Mon
mois de mai va être (entre autres) consacré à Paul Verhoeven, avec
comme point d'orgue (je l'espère en tout cas) la sortie de Elle,
avancée de trois mois pour cause de compétition à Cannes. En
attendant, je continue ma petite rétrospective entamée en janvier
avec son dernier film (parlé en) hollandais avant son départ pour
Hollywood. Dès le générique du Quatrième homme, le ton est
donné, on sera à fond dans le symbolisme. D'abord une belle
araignée qui se jette sur sa proie suivi d'un crucifix.
Il
se trouve que ce crucifix sur lequel cette araignée tisse sa toile
est l'un des décors de Gerard Reve (Jeroen Krabbé qui porte le nom
de l'auteur du roman dont est tiré le film). Comme dans Turkish
delight, Gerard se lève de son lit en ne portant qu'un t-shirt,
rien sous la ceinture, comme Rutger Hauer, il fantasme (ou rêve
comme son patronyme l'indique) qu'il tue son compagnon qui joue du
violon.

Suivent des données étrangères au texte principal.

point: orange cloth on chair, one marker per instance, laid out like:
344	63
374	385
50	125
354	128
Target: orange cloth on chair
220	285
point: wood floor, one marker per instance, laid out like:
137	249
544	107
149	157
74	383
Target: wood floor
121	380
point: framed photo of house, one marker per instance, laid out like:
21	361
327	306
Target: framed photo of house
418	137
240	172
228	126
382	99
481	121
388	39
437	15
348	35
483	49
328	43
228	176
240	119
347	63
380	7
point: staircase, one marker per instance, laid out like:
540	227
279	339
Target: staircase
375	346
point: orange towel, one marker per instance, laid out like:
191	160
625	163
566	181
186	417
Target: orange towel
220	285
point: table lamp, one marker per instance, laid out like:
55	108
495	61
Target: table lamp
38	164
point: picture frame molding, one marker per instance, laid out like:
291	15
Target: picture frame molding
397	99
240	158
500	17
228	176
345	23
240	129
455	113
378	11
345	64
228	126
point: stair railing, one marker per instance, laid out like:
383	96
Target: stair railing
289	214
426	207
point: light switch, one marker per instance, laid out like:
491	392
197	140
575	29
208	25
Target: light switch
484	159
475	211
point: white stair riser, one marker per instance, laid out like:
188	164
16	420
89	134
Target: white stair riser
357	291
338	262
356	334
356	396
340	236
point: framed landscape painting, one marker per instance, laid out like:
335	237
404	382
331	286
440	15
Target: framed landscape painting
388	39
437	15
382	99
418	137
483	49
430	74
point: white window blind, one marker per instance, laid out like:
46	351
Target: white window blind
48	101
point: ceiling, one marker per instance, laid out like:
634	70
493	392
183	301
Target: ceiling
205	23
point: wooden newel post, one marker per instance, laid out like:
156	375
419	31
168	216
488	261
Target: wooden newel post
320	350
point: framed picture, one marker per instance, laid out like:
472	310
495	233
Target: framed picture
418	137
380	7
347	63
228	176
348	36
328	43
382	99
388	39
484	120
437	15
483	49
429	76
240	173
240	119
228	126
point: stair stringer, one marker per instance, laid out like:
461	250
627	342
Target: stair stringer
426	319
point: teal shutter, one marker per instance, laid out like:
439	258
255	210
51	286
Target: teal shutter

Mais ce n'est qu'un rêve et, dès qu'il a bu un verre de
vin, Gerard cesse de trembler et démarre sa journée.
On
ne reverra jamais cet homme qui était dans son appartement, Gerard
quitte Amsterdam pour répondre à une invitation. Il va se rendre en
train dans une petite ville du bord de mer. Dans la gare, il croise
un superbe jeune homme qu'il toise du regard. Ce jeune gars regarde
un magazine de cul genre Lui, Gerard effleure le magazine L'Uomo, comme s'il lui faisait une proposition. Mais l'autre homme file
dans son train qui part à Cologne. Gerard court sur le quai, il
pense attirer son regard, en vain.
Gerard
est l'objet de vision encore une fois dans son train. Images
religieuses à gogo. Une femme avec son jeune bambin qui pleure
s'assit dans le même wagon que lui. Elle pelle une pomme et, de la
pelure, fait une auréole derrière la tête du bébé. Il voit une
reproduction d'un tableau hollandais à caractère biblique (Samson
et Dalila), une publicité sur le quai (Jésus est partout). Un
tableau représentant un hôtel attire Gerard. Il en traverse le
couloir, une porte éructe un œil ensanglanté. Gerard retourne à
la réalité, le sang n'était que de la tomate.
La
conférence que donne Gerard est autour de son métier : il est
écrivain. Le public est bien vieux, bien jovial, demande des
autographes, parmi toutes ces personnes sans intérêt, Gerard repère
une jeune femme blonde qui le filme au 8mm. Elle s'appelle Christine
Hasslag (Renée Soutendjik), elle porte une robe rouge vif comme le
sang. Elle doit conduire Gerard à l'hôtel Bellevue, précisément
celui dont il a vu la reproduction dans son train. Elle décide de
l'inviter chez elle pour passer la nuit. C'est pleine lune.
Christine
tient dans son immense demeure de bord de mer, un salon de beauté
qui s'appelle le Sphinx. Mais le H et le X du néon rouge ne
fonctionne plus. SPIN peut-on lire, soit araignée en néerlandais.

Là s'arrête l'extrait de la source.